The issue of power deregulation was caused by the lobbies in
California, for example Senator Phil Gramm, husband of Enron Board
member Wendy Gramm and also the Company second largest recipient
campaign contribution from Enron. Persuaded the legislative to pass the
legislating Californias Energy trading Commodity deregulation. Despite
warning from prominence consumers group that stated, this legislative will
give traders too much influence over commodity, the legislative was passed
because of Senator Phil Gramm influence. Therefore, as a result of

deregulation law, the power rolling blackout increased from 3 to 38 blackout


which gave them billions of dollars. On top of that, Enron traders intentional
encouraged the removable of power plant from the market during California
Energy Crisis by encouraging suppliers to shot down plants to perform
unnecessary maintenance. That actions affected many businessman and
customers.
Another factor that lead to the rise and fall of the Enron Company was
the Accounting practices. Enron financial chief officer Andrew Fastow
instructed it employee to used deceptive, bewildering and fraudulent
accounting practices. The Enron employee were instructed to hide the
Company loses by making the future profit to be the current deal (creative
accounting). Besides that, the Enron top executives adapted the system of
Insider trading because they knew Company is losing billions of dollars
quarterly. Therefore they told the Investors to buy more share because the
prices is going to go up per share.
Moreover, Enrons top executive officers made a bad deals with the
foreign power plants such as Nigerian power plants and Brazilian power
plants.

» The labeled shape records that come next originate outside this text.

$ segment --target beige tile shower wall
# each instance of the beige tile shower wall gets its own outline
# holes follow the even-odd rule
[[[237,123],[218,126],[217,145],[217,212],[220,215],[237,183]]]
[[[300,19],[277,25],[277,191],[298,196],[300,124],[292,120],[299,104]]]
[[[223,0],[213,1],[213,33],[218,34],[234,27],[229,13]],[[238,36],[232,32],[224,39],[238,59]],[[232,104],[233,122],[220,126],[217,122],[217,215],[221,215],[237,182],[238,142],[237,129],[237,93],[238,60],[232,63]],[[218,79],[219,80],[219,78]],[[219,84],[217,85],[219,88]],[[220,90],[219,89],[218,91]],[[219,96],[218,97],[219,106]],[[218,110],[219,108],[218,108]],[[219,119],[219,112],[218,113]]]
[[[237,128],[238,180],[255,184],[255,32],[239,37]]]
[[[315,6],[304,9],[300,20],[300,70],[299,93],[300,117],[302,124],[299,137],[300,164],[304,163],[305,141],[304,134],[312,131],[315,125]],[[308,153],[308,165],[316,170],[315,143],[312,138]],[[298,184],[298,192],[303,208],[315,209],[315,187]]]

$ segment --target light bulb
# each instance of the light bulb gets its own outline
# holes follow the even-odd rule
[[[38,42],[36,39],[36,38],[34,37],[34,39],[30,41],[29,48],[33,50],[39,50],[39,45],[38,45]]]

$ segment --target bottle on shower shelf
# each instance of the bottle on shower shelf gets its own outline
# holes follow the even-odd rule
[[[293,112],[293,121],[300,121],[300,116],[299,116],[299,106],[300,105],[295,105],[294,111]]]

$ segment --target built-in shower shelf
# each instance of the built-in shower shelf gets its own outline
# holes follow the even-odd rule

For example they committed fraud and false books and recorded
(Merrill Lynch). Besides that, board itself were making bad deals the banks
such as Citigroup Inc., and JP and Morgan Chase to dodgy accounting in
return for big fees. In addition to that, the banks also used complex financial
transaction to boost Enron anemic cash flow to match its profit growth on
paper.

In conclusion, all this factors such as accounting practices, mark to


market accounting, insider trading, and power deregulation that has been
discussed above contributed to the rise and fall of Enron Company. The main
goal of the Enron top management was to make money by committing fraud.